Descending to Ngong Ping, you run into Po Lin Monastery and the Tian Tan Buddha. In 1906 three Chan masters (Tai Yuet, Yuet Ming, and Tun Sau) came to practice at what was then still called the “Big Thatched Hut”; in 1924 they formally renamed it “Po Lin Monastery,” opening the lineage of Hong Kong’s major Chan monasteries. In 1981 the monastery decided to build a bronze Buddha, broke ground in 1990, and consecrated it on December 29, 1993. The Tian Tan Buddha is 34 meters tall and weighs 250 tons, one of the tallest outdoor bronze seated Buddhas in the world. The structure of the Buddha’s base draws on the Hall of Prayer for Good Harvests at Beijing’s Temple of Heaven, and the Buddha faces north—because in Buddhism, “the Buddha sits facing north” to signal compassion toward the faithful in the north. From Ngong Ping square you have to climb 268 stone steps to reach the Buddha’s feet—but this stretch of steps is not counted in the Lantau Trail’s mileage; it is a free extra ritual.

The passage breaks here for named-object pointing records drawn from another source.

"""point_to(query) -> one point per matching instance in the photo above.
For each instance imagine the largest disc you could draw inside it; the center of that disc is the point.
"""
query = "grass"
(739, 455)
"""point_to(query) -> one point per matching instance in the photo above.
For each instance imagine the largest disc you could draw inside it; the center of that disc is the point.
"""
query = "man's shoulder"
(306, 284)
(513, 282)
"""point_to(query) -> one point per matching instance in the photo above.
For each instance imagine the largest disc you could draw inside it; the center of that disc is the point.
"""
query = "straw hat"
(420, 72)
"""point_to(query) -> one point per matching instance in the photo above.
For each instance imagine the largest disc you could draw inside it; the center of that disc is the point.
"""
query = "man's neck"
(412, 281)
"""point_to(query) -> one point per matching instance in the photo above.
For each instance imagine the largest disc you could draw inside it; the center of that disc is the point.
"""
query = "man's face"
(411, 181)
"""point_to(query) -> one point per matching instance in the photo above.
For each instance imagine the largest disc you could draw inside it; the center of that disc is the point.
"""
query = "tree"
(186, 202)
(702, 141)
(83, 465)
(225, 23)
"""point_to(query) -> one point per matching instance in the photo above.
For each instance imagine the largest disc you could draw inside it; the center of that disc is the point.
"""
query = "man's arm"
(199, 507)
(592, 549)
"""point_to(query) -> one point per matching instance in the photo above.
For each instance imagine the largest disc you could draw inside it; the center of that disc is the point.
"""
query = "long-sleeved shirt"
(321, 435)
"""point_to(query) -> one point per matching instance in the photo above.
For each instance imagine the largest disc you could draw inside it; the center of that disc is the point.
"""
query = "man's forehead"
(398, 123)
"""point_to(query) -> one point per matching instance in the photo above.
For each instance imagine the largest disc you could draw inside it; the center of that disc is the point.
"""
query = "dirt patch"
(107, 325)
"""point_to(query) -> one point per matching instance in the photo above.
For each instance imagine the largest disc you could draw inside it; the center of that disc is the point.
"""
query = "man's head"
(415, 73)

Photo: Wikimedia Commons / CC BY 2.0 (Michal Osmenda).
Before the loop closes at Tai O, it passes the Tai O stilt houses. This is a walking extension off the trail—from Ngong Ping along Lantau Trail Stage 7 to Tai O takes about 3 hours. Tai O is Hong Kong’s last native water-dwelling community, where the Tanka people have settled since the early Qing, with as many as 30,000 at their peak in the 1950s. Fewer than 2,000 households still live there today. The salted-fish drying grounds on the banks, the wooden-pile stilt houses on either side of the channels, the ruins of Fu Shan fort, the San Kei bridge—they form a slice of a 1950s Hong Kong fishing village. The stilt houses are built with wooden piles driven into the seabed, their floors raised 2 meters above the tide line, and the houses connected by wooden walkways—the most typical dwelling form of Lingnan water people since the Qing dynasty. In 2000 a fire burned down half of them, and in 2003 they were rebuilt with funds raised by the community. Today these stilt houses are intangible cultural samples listed for protection by Hong Kong’s Antiquities and Monuments Office.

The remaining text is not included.